Infatti la suddetta sentenza ritiene possibile l’utilizzo di altri contratti più convenienti sotto il profilo economico, solo qualora prevedano la sostanziale omogeneità delle prestazioni richieste, poiché si tratta di una norma derogatoria che pertanto va applicata nei limiti ristretti indicati dal legislatore senza possibilità di interpretazioni estensive che sarebbero in contrasto con i precetti della normativa comunitaria per cui l’affidamento degli appalti deve avvenire solo a mezzo di apposite gare a procedura aperta. Pertanto, «il servizio che viene affidato senza gara deve essere identificabile con quello già messo a gara in altre stazioni appaltanti e non trattarsi di un servizio con caratteristiche diverse e aggiuntive tali da snaturarne l’essenza, in violazione della par condicio e dell’evidenza pubblica». Appare quindi evidente che difficilmente un tale affidamento risulterà in concreto fattibile, soprattutto nel settore dei servizi dove non ci sono pressoché mai due appalti eseguiti nello stesso modo.
In ogni caso, i primi dati sull’andamento della procedura di revisione della spesa non risultano in linea con le aspettative del legislatore. Infatti:
a) circa il 15% delle Ditte non rispondono o rispondono di vantare un credito in conseguenza del diritto alla revisione dei prezzi dovuta loro ai sensi dell’articolo 115 del Dlgs 163/2006 (strategia di bassa lega per proporre pari e patta alla richiesta di revisione);
b) oltre il 40%, dopo aver evidenziato l’illegittimità della norma ed il suo contrasto con i principi del diritto nazionale ed europeo, dichiarano l’indisponibilità a tagliare i prezzi perché gli ordinativi di fornitura e i servizi risultano già notevolmente tagliati rispetto ai volumi previsti originariamente (alcuni per principio, altri per aver già subito una o due spending review), concludendo poi con un perentorio corale invito, presumibilmente suggerito dalle associazioni di categoria: «Pertanto, anche al fine di evitare inutili contenziosi, Vi invitiamo a soprassedere nella richiesta»;
c) circa il 30% è disponibile a tagliare i quantitativi di fornitura e la spesa conseguente, ma solo decorrenza dalla data di perfezionamento della rinegoziazione. Quindi solo per gli ultimi 2 o 3 mesi del 2015;
d) circa il 10% è disponibile a tagliare i prezzi ma con percentuali irrisorie e comunque decorrenti dalla data di perfezionamento della rinegoziazione. Quindi solo per gli ultimi 2 o 3 mesi del 2015;
e) meno del 5% concede una riduzione dei prezzi per tutto il 2015, ma con percentuali e importi poco significativi.
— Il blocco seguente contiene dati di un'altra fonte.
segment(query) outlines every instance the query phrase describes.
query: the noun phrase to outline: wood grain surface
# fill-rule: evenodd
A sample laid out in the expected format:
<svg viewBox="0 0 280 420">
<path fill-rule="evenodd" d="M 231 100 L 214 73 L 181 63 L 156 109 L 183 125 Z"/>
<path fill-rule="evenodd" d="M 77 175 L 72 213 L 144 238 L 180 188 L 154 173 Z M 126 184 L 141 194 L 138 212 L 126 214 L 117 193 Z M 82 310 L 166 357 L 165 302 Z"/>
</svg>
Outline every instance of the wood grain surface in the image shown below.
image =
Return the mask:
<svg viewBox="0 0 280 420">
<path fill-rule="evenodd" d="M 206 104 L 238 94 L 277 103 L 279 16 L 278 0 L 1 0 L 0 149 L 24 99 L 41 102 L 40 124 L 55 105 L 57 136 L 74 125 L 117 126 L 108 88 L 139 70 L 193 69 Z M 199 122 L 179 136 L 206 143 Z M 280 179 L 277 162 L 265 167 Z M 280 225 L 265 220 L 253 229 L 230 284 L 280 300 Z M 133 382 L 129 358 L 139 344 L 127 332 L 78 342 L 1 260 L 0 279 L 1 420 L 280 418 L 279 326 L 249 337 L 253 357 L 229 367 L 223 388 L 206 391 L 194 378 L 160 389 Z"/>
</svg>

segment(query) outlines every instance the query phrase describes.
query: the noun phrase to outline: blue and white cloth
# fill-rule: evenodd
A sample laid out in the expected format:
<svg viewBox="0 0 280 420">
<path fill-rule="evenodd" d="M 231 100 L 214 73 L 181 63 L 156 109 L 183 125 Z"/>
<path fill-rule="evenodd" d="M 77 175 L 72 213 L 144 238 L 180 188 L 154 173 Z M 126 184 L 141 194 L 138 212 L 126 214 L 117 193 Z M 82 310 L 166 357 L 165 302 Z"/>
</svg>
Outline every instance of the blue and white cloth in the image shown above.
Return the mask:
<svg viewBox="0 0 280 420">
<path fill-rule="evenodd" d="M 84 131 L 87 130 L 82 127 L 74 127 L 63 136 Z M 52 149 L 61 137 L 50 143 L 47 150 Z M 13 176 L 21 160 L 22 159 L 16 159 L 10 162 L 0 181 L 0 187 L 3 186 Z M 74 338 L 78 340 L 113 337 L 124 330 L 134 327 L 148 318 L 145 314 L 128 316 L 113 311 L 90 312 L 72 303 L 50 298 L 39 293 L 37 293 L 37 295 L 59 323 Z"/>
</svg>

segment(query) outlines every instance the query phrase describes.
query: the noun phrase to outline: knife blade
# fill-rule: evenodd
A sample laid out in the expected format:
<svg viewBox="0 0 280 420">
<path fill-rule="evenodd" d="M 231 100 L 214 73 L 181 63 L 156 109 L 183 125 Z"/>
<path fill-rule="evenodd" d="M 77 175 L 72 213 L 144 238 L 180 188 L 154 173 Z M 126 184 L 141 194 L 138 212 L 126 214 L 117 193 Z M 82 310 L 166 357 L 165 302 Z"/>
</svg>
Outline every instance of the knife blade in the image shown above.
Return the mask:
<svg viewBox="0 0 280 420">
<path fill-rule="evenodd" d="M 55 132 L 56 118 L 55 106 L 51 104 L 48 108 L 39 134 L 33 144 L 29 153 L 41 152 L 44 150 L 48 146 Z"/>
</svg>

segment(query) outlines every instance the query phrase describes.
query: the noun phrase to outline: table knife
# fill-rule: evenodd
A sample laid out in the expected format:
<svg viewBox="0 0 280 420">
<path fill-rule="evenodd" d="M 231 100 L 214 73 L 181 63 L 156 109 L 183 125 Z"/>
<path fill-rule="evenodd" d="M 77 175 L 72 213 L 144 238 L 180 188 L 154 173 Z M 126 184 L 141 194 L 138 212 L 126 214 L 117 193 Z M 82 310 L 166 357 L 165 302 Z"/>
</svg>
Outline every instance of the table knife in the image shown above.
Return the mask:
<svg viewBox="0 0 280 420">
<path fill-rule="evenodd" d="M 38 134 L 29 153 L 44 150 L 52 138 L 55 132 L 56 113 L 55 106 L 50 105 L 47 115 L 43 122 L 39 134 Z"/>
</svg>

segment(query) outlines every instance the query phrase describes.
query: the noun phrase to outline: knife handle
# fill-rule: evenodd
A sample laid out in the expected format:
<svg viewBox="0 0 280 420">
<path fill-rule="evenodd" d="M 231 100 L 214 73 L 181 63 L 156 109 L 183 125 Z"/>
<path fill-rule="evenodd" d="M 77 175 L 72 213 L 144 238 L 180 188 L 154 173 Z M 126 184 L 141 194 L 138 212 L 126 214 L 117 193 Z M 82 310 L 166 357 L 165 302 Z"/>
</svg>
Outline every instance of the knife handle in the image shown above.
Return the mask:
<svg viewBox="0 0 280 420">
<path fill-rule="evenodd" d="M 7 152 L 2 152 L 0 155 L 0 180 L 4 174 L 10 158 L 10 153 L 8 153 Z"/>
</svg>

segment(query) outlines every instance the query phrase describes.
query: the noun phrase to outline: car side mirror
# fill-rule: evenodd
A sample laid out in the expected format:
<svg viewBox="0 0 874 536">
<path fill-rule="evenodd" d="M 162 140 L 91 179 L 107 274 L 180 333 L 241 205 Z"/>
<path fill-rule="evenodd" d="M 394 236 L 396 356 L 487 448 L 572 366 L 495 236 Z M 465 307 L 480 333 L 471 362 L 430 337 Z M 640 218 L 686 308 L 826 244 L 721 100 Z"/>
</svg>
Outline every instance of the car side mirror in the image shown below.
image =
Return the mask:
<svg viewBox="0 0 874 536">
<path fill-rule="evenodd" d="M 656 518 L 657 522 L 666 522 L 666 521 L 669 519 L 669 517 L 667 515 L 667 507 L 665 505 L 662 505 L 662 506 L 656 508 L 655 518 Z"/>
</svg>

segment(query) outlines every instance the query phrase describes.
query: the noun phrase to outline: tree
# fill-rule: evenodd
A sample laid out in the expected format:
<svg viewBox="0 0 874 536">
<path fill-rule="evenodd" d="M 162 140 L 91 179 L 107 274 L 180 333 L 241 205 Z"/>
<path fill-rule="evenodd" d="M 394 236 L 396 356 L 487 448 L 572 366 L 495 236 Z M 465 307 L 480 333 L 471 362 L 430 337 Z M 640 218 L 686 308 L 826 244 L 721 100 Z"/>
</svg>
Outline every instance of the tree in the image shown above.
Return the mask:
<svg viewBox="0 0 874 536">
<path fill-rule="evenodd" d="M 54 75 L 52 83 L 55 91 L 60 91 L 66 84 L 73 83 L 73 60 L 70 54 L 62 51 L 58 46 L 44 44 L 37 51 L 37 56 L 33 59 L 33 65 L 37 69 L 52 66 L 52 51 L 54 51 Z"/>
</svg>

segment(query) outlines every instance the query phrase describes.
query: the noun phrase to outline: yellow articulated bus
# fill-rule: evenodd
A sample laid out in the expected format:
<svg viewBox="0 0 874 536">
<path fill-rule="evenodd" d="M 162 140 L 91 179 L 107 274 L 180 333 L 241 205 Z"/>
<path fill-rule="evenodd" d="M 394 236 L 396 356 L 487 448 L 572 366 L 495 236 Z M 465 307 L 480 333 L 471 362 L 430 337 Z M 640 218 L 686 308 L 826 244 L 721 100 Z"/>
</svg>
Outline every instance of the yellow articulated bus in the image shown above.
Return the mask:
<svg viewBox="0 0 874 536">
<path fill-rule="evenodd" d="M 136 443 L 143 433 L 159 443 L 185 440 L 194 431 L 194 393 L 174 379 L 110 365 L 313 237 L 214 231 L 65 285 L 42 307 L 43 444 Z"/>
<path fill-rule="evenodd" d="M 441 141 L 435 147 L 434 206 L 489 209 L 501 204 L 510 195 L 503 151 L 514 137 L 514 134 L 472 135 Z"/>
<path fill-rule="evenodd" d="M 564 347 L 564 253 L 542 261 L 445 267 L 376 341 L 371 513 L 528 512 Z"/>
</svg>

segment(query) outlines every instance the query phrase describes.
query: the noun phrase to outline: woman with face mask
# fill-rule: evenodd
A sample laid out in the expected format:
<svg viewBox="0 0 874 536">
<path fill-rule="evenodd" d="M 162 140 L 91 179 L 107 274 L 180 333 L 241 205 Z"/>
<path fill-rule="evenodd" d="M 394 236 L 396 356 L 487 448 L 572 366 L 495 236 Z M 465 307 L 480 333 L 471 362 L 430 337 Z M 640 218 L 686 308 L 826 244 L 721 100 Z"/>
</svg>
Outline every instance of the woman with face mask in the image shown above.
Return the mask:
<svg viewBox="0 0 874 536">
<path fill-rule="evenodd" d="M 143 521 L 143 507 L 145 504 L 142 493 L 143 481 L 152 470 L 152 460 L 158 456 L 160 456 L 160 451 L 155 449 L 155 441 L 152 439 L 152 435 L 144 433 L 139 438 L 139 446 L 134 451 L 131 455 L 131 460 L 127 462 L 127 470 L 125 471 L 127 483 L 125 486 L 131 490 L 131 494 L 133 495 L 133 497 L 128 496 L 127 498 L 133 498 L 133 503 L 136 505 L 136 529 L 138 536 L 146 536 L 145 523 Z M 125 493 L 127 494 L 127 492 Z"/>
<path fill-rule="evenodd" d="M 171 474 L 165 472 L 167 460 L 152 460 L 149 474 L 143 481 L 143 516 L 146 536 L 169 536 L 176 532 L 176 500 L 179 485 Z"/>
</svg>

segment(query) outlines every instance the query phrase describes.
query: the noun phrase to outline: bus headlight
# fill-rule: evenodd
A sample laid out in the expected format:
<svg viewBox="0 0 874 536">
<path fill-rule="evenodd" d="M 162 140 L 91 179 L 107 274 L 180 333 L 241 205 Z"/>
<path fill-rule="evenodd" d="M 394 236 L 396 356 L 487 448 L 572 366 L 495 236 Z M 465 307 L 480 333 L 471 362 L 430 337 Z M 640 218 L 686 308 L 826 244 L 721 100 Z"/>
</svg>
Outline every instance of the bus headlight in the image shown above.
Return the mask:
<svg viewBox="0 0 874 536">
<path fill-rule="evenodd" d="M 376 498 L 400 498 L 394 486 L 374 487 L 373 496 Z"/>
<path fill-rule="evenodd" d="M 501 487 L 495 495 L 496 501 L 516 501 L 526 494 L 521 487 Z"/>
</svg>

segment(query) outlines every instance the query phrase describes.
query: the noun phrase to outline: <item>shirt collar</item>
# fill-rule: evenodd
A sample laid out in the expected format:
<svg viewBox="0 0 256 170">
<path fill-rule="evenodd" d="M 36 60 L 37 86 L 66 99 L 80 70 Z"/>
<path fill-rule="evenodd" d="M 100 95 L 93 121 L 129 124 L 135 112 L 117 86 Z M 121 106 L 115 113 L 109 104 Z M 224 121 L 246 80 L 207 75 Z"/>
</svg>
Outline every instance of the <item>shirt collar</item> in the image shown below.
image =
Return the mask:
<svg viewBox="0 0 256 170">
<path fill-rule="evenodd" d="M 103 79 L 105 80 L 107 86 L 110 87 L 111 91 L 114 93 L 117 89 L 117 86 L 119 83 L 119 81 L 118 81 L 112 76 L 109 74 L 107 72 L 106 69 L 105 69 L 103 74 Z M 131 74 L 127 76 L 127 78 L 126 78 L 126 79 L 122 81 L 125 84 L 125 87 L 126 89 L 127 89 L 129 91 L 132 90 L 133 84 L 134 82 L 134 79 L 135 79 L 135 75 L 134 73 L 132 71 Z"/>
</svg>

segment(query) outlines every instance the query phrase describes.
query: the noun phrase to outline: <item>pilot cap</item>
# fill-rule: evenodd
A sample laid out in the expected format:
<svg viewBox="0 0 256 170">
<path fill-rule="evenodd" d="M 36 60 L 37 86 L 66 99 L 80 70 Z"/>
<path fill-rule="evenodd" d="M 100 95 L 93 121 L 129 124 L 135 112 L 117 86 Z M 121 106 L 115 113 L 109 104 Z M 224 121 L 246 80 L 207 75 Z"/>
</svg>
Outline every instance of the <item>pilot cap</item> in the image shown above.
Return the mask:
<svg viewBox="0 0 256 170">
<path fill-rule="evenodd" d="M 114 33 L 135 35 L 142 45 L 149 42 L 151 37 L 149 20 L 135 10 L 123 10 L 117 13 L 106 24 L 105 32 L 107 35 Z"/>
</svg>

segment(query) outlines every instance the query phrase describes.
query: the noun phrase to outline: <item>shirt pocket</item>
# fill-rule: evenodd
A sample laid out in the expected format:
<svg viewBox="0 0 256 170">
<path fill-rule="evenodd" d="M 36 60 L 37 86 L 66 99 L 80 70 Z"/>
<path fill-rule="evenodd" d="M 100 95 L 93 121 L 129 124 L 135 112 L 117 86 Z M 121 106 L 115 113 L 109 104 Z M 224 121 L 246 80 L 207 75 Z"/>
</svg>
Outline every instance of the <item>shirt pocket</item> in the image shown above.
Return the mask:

Eppure, dopo ben 3 revisioni della spesa questo risultato non sarebbe neanche da buttare...
Certo è che se non si cambia logica, c’è da aspettarsi che con la prossima spending review per raggiungere il risultato ci si possa basare sul postulato: «Il volume degli acquisti delle 35 Centrali di committenza determinerà un abbattimento dei costi di beni e servizi del 5%».
Non a caso anche con l’articolo 41 del Ddl di Stabilità il legislatore attribuisce alle Centrali di committenza una funzione salvifica. Ma di questo se ne parlerà alla prossima puntata.